Martes,
4 de noviembre de 2008
En
Barcelona
Las
calles de Barcelona me parecen inhóspitas y extrañas. Siento como si nunca
hubiera estado en ellas. Tengo frío y hambre, pero no tengo dinero y no puedo volver.
Su sangre, reseca y marrón, sigue cubriendo mi mano, mi bolsillo está lleno de
ella. No sé cómo está, ni qué le ha ocurrido.
Mis
pasos resuenan en la madrugada. No hay nadie en la calle, sólo algunos gatos
deambulan buscando el calor de sus guaridas.
—¿Astrid?
Una voz
conocida, una voz temida. Me giro y veo a Noa. Está despeinado y con la camisa
medio desabotonada; viene de haber pasado la noche de discotecas.
—¿Qué
haces aquí?
Salgo
corriendo. Pero él es más rápido y tiene las piernas más largas, me alcanza
fácilmente.
—¿Por
qué huyes de mí?
Me
agarra y ve mi mano. Sus ojos me examinan buscando la herida.
—¿Cómo
te lo has hecho?
—La
sangre no es mía —respondo.
Él
palidece.
—¿Cómo?
¿Y de quién es?
No
puedo continuar con esta conversación.
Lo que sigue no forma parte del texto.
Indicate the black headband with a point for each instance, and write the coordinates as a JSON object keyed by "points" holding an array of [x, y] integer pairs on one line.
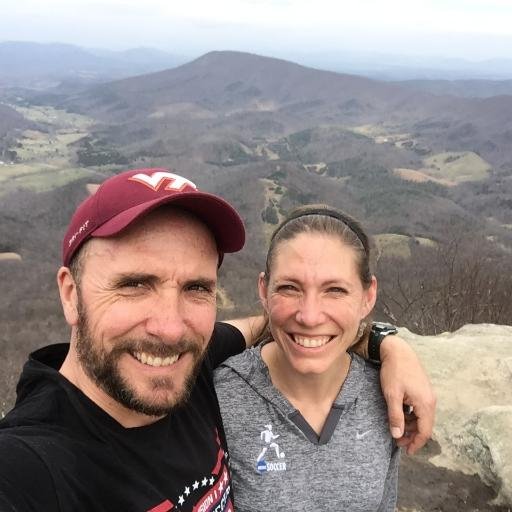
{"points": [[328, 212]]}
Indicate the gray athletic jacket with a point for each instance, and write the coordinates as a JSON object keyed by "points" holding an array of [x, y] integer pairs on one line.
{"points": [[279, 463]]}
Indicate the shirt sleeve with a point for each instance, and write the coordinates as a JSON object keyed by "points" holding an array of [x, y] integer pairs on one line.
{"points": [[390, 496], [226, 341], [25, 482]]}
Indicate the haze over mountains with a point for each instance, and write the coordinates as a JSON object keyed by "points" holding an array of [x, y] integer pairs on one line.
{"points": [[39, 66], [267, 134], [429, 173]]}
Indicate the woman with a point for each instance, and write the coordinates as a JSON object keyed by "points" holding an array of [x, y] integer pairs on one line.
{"points": [[305, 419]]}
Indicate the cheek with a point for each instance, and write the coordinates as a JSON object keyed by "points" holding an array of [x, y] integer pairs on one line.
{"points": [[203, 321], [281, 309]]}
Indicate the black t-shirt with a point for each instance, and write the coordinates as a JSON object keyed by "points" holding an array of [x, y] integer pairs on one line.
{"points": [[60, 452]]}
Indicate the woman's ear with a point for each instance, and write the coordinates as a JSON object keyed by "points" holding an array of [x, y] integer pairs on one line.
{"points": [[263, 289], [369, 297], [68, 295]]}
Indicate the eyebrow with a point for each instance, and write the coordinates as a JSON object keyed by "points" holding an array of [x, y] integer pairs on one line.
{"points": [[133, 276]]}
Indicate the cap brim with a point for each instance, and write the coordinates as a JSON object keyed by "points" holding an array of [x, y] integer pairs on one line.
{"points": [[220, 217]]}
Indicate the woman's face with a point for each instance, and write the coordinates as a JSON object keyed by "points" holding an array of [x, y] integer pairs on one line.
{"points": [[315, 301]]}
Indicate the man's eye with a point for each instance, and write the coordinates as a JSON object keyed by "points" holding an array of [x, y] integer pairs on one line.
{"points": [[132, 284], [199, 287]]}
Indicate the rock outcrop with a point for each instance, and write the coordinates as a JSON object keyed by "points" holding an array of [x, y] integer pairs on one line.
{"points": [[471, 370]]}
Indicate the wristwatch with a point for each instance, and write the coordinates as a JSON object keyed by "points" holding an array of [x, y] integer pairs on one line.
{"points": [[378, 332]]}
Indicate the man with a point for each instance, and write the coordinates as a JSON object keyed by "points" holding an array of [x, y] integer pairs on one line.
{"points": [[125, 417]]}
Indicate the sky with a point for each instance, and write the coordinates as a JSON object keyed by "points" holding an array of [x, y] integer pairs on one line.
{"points": [[470, 29]]}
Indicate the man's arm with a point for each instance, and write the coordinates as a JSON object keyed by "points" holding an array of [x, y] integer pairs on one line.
{"points": [[403, 381]]}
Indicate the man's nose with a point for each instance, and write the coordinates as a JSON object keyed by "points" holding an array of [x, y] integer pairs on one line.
{"points": [[166, 317]]}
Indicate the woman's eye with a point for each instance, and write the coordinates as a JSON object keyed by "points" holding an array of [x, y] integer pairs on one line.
{"points": [[287, 288], [337, 289]]}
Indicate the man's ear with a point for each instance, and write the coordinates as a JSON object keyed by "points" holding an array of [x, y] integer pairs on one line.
{"points": [[68, 295], [263, 289]]}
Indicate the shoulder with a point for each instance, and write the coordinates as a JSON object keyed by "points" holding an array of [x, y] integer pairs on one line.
{"points": [[19, 458], [365, 376]]}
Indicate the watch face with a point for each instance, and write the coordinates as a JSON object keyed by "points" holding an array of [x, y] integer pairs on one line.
{"points": [[384, 328]]}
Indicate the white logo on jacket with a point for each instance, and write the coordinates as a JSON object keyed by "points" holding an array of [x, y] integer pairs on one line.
{"points": [[269, 438]]}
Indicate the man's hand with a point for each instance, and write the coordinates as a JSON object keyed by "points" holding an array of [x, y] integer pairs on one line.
{"points": [[404, 382]]}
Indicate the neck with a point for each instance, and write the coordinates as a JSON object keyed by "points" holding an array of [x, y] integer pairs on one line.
{"points": [[300, 388], [73, 371]]}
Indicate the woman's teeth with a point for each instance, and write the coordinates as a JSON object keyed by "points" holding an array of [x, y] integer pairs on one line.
{"points": [[311, 342]]}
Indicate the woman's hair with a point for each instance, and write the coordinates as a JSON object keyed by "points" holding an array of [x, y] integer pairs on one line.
{"points": [[323, 219], [320, 218]]}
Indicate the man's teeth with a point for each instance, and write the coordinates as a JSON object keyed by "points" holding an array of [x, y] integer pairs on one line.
{"points": [[155, 361], [308, 342]]}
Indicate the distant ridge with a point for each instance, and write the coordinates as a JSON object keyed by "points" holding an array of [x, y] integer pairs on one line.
{"points": [[227, 80], [41, 65]]}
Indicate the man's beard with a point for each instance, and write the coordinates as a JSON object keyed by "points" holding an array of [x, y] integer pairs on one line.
{"points": [[103, 368]]}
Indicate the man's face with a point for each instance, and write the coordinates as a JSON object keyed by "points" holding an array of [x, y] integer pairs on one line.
{"points": [[146, 310]]}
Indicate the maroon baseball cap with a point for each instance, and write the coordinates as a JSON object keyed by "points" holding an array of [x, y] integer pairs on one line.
{"points": [[125, 197]]}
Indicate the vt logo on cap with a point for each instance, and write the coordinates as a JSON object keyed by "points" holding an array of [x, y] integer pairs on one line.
{"points": [[120, 200], [157, 179]]}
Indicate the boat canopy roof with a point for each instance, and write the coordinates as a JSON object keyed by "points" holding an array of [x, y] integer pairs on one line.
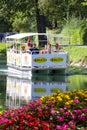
{"points": [[23, 35]]}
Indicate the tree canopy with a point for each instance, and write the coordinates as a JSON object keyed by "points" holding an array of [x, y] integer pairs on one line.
{"points": [[38, 15]]}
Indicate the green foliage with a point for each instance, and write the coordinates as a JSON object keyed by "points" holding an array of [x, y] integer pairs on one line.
{"points": [[22, 23], [77, 30]]}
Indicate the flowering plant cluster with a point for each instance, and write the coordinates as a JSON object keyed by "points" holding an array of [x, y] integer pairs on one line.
{"points": [[60, 111]]}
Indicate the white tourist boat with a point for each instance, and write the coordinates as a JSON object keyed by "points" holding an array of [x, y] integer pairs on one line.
{"points": [[20, 91], [25, 62]]}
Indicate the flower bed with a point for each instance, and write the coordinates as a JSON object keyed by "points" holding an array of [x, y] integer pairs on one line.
{"points": [[61, 111]]}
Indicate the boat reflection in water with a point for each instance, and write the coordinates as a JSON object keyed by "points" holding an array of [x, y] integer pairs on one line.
{"points": [[21, 91]]}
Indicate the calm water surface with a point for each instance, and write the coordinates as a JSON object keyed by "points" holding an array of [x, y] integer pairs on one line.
{"points": [[16, 91]]}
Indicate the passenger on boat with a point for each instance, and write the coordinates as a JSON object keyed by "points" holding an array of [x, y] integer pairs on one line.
{"points": [[34, 49], [44, 50], [49, 47], [56, 49], [14, 48], [23, 49]]}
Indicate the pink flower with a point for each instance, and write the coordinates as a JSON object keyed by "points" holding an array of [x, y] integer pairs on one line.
{"points": [[76, 101], [60, 118], [52, 111]]}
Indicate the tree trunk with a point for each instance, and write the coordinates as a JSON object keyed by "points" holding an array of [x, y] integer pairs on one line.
{"points": [[41, 27]]}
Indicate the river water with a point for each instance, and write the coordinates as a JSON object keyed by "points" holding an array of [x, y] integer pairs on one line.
{"points": [[16, 91]]}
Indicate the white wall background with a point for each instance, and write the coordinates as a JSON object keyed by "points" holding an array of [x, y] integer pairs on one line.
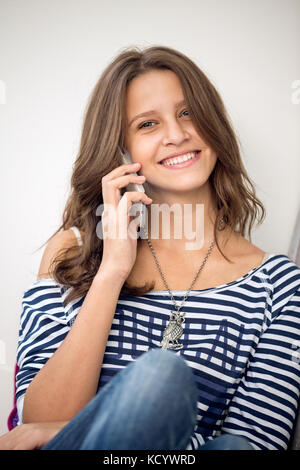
{"points": [[51, 55]]}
Siento que eso vuelve. Quiere robarme el
control. No quiero hacerle daño.
Mi puño
golpea su cara y siento un “crek” bajo mis nudillos. Las lágrimas brotan de sus
ojos a la vez que, de nuevo, veo el rojo intenso de la sangre. Me suelta
atemorizado. Me quedo quieta, mirándole, y lo comprendo: he de marcharme o le
haré algo mucho peor.
De
nuevo me interno en los callejones oscuros. Ahora no le escucho seguirme. De
nuevo estoy sola y no sé a dónde me dirijo.